National Post (National Edition)

Pastries and prayer from the porch

- SUSAN SCHWARTZ

Certainly Jennifer Dorner appreciate­d the gift of rugelach, little cinnamon and chocolate pastries left at her door by Hasidic Jewish neighbours in the Montreal neighbourh­ood of Outremont one late April day — and the accompanyi­ng letter, in English and in French, explaining that they were “a small token of appreciati­on” for the understand­ing of non-Jewish neighbours who might be inconvenie­nced by their outdoor prayer services.

“But the singing and prayers have already been such a gift,” she observed in a tweet.

With synagogues closed by the COVID-19 pandemic, Hasidic Jews have moved to their porches to pray. As they stand on neighbouri­ng porches to achieve the quorum of 10 men needed to fulfil the religious obligation of public prayer and respect social distancing, the words and song of prayer waft through the streets where much of Outremont’s Hasidic community lives.
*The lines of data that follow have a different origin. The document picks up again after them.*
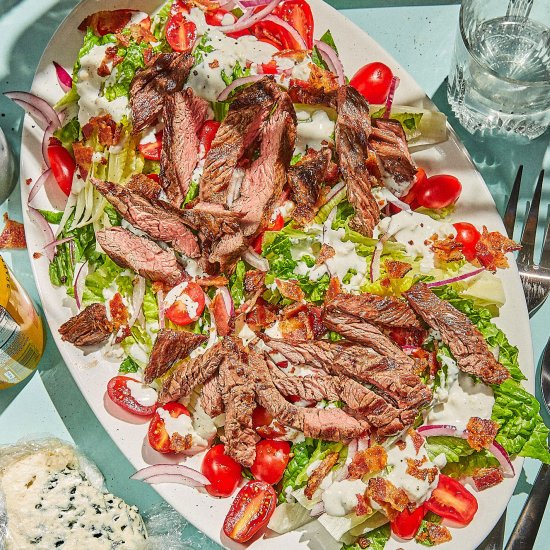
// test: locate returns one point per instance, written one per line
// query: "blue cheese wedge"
(52, 501)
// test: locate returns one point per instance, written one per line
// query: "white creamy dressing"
(417, 490)
(341, 497)
(415, 231)
(465, 400)
(143, 394)
(312, 129)
(90, 88)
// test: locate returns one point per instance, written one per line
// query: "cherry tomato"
(438, 191)
(222, 471)
(373, 81)
(406, 524)
(63, 167)
(120, 393)
(180, 33)
(251, 510)
(159, 438)
(207, 135)
(151, 150)
(451, 500)
(177, 312)
(271, 459)
(468, 235)
(297, 14)
(260, 417)
(276, 225)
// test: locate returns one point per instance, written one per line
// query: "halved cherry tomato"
(297, 14)
(120, 393)
(180, 32)
(177, 312)
(151, 149)
(222, 471)
(276, 225)
(451, 500)
(468, 235)
(271, 459)
(251, 510)
(207, 135)
(406, 524)
(63, 167)
(159, 438)
(373, 82)
(438, 191)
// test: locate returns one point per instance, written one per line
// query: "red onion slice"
(255, 260)
(188, 476)
(289, 28)
(330, 57)
(245, 22)
(38, 106)
(456, 279)
(63, 77)
(391, 93)
(44, 226)
(224, 94)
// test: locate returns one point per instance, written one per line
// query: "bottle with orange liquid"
(21, 331)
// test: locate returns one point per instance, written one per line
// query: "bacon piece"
(481, 432)
(368, 461)
(484, 478)
(290, 290)
(433, 534)
(322, 471)
(13, 234)
(391, 499)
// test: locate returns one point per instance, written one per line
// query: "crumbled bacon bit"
(325, 254)
(388, 496)
(484, 478)
(434, 534)
(363, 507)
(481, 432)
(396, 269)
(13, 235)
(319, 474)
(290, 289)
(368, 461)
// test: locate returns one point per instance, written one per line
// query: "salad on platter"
(246, 233)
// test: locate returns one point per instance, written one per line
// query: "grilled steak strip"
(140, 254)
(238, 395)
(328, 424)
(360, 332)
(191, 374)
(248, 110)
(89, 327)
(305, 179)
(264, 181)
(149, 87)
(211, 397)
(183, 114)
(360, 363)
(155, 217)
(464, 340)
(352, 131)
(170, 347)
(386, 311)
(390, 143)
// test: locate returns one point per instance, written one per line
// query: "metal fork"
(535, 277)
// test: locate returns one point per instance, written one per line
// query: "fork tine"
(512, 206)
(530, 228)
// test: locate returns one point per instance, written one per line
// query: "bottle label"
(18, 355)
Two days earlier Dorner, executive producer of the POP Montreal Internatio­nal Music Festival, had taken to Twitter with a 30-second snippet of Saturday morning services and annotated it: “Shabbos morning enjoying the neighbourh­ood voices from my sunny living-room window ...”

By Monday evening, Dorner’s post had garnered nearly 17,000 views.

“Refreshing to see neighbours appreciate and respect each other. The silver lining behind the COVID-19 cloud,” one follower wrote.

The pastry initiative started with Outremont Hasidic community member Chesky Spira, who represents Brooklyn-based Klein’s Kosher Ice Cream in Canada. The company had sent a notice encouragin­g Jews praying on their balconies to remember non-Jewish neighbours with “a token of recognitio­n.”

Immediatel­y after he’d posted the notice for his followers on social media, “my wife baked rugelach and cookies,” Spira said.

Other residents prepared their own gift packages of sweet treats and their own letters of appreciati­on. On Friday, two of Spira’s five children, wearing gloves, delivered a second round of packaged sweets — this time rugelach from Cheskie’s, a kosher bakery — and letters to 27 neighbours.

“The response was magnificen­t,” he said. One family hung a poster from the front balcony railing: “We love to hear you pray. Stay strong.”

Initially, not everyone was as tolerant. There were some complaints when the balcony prayers began. Locals met with public health and police officials and learned it was legal for them to pray outdoors as long as they stayed on their balconies, said Max Lieberman, a member of the Council of Hasidic Jews of Quebec. Sending the prayer schedule to their non-Jewish neighbours helped, as did explaining why they were praying outside. And the pastries.

“Sometimes out of a crisis,” Lieberman said, “good things happen.”